Delight banishes his frown. His task is done. The impurities are gone.
The silver is refined.
He has his treasure.
He has “choice” silver, the most lustrous of all metals, beautiful and highly valued. It’s as pale and shining as the wings of a dove, as brilliant and splendid as the moon, worthy to become coin or trumpet or ornament, worthy to grace the king’s table or to reflect sunlight in a crown upon his head.
The refiner has taken what was impure and made it pure.
He has taken what was dull and made it beautiful.
Potential value has become actual value.
And the fire—the guarded, guided, relentless fire—made the difference.
The fire allowed ordinary ore from the earth to be transformed into treasure.
All under the refiner’s watchful care, for all the while he never left it unattended.
You and I are more than observers in this picture, beloved. This image of refinement is something God touches on again and again in His Word.

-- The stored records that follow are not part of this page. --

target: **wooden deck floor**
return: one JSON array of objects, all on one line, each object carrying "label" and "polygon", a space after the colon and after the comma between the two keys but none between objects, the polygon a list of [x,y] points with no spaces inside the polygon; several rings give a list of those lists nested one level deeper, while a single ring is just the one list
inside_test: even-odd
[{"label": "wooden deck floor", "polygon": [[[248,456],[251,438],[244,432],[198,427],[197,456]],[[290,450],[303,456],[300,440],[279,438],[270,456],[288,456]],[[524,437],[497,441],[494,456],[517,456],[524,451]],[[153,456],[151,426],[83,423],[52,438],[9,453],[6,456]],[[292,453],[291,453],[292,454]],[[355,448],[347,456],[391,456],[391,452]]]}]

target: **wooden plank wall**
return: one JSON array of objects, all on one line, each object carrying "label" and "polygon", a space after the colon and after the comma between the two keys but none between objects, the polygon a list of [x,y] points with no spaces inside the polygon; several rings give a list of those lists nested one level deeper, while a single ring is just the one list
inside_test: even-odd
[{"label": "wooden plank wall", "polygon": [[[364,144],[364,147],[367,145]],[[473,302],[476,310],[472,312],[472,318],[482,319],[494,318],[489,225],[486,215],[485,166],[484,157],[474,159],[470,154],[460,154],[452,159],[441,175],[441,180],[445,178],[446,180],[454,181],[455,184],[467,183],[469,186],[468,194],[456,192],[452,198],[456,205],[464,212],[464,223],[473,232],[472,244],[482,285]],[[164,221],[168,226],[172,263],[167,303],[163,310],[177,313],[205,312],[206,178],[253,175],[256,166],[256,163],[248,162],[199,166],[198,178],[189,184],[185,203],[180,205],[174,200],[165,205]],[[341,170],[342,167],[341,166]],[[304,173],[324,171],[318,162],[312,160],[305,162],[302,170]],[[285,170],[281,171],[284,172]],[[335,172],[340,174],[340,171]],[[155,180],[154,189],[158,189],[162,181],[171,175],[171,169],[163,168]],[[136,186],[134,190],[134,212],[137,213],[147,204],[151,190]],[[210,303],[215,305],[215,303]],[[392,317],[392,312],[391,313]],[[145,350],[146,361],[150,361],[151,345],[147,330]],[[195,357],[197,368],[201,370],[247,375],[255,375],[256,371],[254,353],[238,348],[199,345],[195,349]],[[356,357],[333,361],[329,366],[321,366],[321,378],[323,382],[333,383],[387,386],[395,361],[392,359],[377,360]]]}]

He is the true Refiner. We are His silver.
And the fire is the fire of His making, for through His fire our Refiner will perfect an awesome work, a divine work. He will take what is impure and make it pure. He will take what is dull and make it beautiful. He’ll take what is of potential value and reveal its actual value.
He will transform us into treasure.
He’ll refine us in the crucible so that He can see Himself in the silver—in you and me. And so the world, as well as the principalities and powers and hosts of Satan, can behold the triumph of the Redeemer.

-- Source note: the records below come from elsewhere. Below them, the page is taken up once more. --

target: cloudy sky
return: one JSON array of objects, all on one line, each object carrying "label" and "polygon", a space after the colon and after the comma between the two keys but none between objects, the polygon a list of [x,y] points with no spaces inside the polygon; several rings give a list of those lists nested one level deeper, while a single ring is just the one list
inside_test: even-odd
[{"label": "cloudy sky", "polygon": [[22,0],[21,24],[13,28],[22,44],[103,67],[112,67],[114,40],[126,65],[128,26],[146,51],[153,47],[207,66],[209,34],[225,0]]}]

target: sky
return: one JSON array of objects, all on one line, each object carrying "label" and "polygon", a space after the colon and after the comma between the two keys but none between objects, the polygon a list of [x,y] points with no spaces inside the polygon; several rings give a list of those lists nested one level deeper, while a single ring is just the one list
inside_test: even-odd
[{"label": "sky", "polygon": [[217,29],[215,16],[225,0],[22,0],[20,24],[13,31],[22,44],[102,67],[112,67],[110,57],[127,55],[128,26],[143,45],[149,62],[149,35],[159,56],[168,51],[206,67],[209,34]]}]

The fiery flames—the array of disappointing situations in our lives, from minor irritants to major tragedies—will make the difference.
Different flames, different fires will come and go. In the pressure of their heat we’ll see the impurities in our lives being released and rising to the top. Then He’ll skim them off, purifying us, refining us.
He’ll make the fire a little hotter, causing new impurities to rise and be released, exposed for what they are. These, too, He’ll lift away.
Early in our Christian lives He may see only a very dim image of Himself as He looks into our crucible. But as time goes on, His image becomes clearer, more lustrous, more beautiful.
And all the while, He never leaves or forsakes His treasure.
Our Refiner never leaves the crucible, never steps away from the fire.
He is always there to make sure every flame that reaches us is exactly the right temperature—not too hot!—to accomplish its work in our lives.
He knows the precise temperature to maintain so we don’t face more than we can bear. He tests and proves our faith, not to discredit us, but to show us how far we’ve come. He perfects our perseverance.